Camião autónomo da Uber fez a primeira entrega depois de viajar 200 quilómetros sozinho

28-10-2016

O veículo pertence à Otto, startup norte-americana adquirida pela Uber por 680 milhões de dólares. O sistema está em fase de testes e a primeira experiência foi bem sucedida.

De Fort Collins a Colorado Springs são 200 quilómetros de distância e foi exatamente essa viagem que o primeiro camião da Otto percorreu para concretizar a primeira entrega autónoma.

Nesta primeira experiência seguiram 50 mil latas de cerveja e uma equipa de monitorização que controlou os dados gerados pelos sensores do veículo durante todo o percurso.

A tecnologia de automação desenvolvida pela empresa é, no entanto, diferente das demais soluções que têm sido criadas para automóveis. Enquanto as segundas são afinadas para lidar com qualquer tipo de estrada e factores externos que possam interceder a condução em zonas mais movimentadas por pedestres, o software da Otto foca-se nas vias onde os camionistas passam a maior parte do seu tempo: auto-estradas.

Segundo a Wired, que acompanhou esta primeira viagem, o sistema é capaz de lidar perfeitamente com a condução em auto-estrada, mantendo distâncias de segurança e decidindo bem sobre as mudanças de faixa. Desta forma, o condutor fica dispensado do volante durante a maior parte da sua viagem, tendo apenas de “atracar o barco” uma vez que este entra na localidade de destino.

O equipamento necessário a esta viagem custa cerca de 30 mil dólares. Entre o interior e o exterior do camião contam-se sensores laser, um radar, uma câmara de alta precisão, dois botões para ativar e desativar o sistema e um conjunto de computadores que se encarrega de transformar os dados recolhidos pelos sensores em direções concretas.

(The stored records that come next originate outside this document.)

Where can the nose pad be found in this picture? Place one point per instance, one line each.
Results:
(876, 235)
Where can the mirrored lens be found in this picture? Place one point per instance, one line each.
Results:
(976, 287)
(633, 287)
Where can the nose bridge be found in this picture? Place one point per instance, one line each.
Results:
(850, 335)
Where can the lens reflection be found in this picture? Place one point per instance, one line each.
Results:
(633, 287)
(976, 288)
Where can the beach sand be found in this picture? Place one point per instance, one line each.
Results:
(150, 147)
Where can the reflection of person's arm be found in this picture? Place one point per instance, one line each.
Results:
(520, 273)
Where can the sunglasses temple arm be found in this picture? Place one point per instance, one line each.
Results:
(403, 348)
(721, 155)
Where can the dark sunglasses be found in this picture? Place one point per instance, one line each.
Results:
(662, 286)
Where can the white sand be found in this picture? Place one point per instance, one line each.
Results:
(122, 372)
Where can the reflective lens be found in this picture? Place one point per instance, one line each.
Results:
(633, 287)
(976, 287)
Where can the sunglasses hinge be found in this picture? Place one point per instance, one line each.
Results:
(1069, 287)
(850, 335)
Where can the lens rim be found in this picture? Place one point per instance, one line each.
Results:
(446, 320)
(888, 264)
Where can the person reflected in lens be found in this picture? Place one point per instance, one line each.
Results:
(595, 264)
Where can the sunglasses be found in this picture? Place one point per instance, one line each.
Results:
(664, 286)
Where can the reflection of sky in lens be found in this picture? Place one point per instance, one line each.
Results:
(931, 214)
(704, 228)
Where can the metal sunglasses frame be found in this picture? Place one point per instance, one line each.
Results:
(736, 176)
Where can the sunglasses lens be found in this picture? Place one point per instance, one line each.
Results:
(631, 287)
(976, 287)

“A tecnologia está pronta para começar a fazer estes testes comerciais. Durante os próximos anos vamos continuar a desenvolver a tecnologia para estar efetivamente pronta para corresponder a todas as condições na estrada”, diz Lior Ron, co fundador da Otto. “Achamos que as tecnologias de condução autónoma podem melhorar a segurança, reduzir emissões e melhorar a eficiência das entregas”.

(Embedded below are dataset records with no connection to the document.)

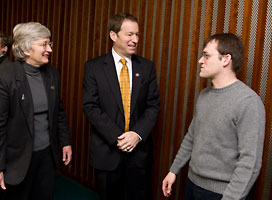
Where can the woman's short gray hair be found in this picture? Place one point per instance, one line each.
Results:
(23, 36)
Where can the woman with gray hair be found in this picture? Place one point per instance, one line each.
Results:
(32, 120)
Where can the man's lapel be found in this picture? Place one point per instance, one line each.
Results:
(25, 96)
(136, 81)
(111, 75)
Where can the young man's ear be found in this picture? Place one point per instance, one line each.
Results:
(113, 36)
(27, 53)
(227, 59)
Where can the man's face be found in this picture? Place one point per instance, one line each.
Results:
(39, 53)
(126, 40)
(211, 61)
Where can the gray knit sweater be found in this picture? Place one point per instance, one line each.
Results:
(224, 142)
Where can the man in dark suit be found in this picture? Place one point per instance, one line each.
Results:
(121, 124)
(32, 120)
(5, 45)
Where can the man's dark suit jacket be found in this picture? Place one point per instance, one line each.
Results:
(17, 119)
(102, 104)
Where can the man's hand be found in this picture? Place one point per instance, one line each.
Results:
(128, 141)
(2, 183)
(67, 154)
(167, 184)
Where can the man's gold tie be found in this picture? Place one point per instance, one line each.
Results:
(125, 92)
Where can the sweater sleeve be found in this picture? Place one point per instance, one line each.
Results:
(250, 128)
(185, 150)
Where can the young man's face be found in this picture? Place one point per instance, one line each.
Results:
(126, 40)
(211, 61)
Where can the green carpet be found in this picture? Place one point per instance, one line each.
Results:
(67, 189)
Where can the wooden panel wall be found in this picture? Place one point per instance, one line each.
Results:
(172, 32)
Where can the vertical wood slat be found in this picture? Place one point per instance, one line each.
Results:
(79, 32)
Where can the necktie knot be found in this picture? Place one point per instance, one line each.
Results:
(123, 61)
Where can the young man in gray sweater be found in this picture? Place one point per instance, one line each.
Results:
(225, 139)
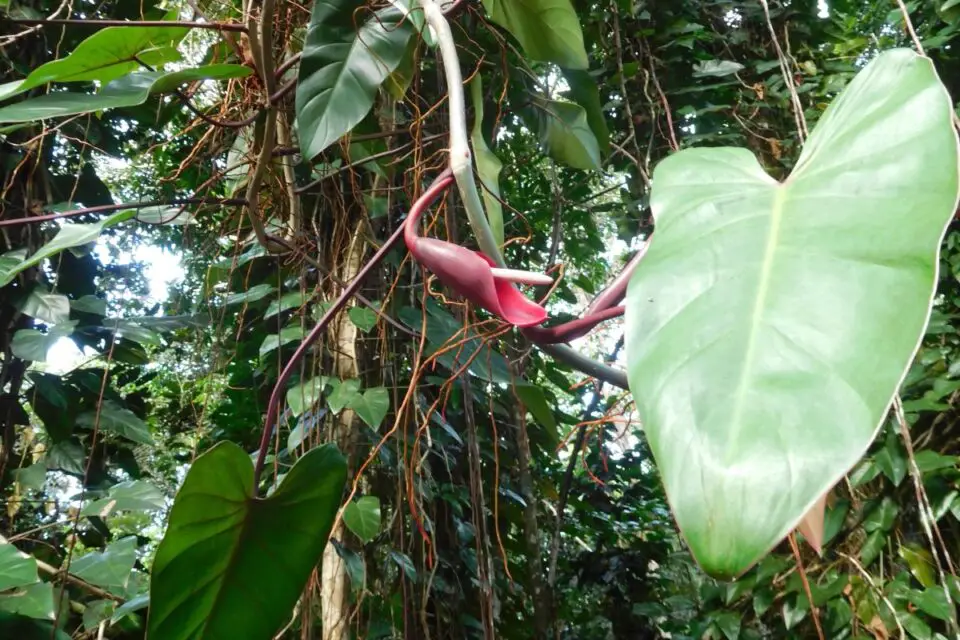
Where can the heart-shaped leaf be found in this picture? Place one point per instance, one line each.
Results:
(343, 67)
(127, 91)
(566, 136)
(372, 406)
(233, 566)
(548, 30)
(770, 324)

O sistema não vai sair já da oficina em definitivo. De acordo com os responsáveis da empresa ainda há melhorias a empregar a curto-prazo ao nível da aceleração, da travagem e de outras partes que asseguram uma viagem segura e estável. Projetos mais complexos como a previsão do comportamento dos outros condutores ou a adaptação da condução às condições meteorológicas, são pormenores que vão ser revistos a longo prazo.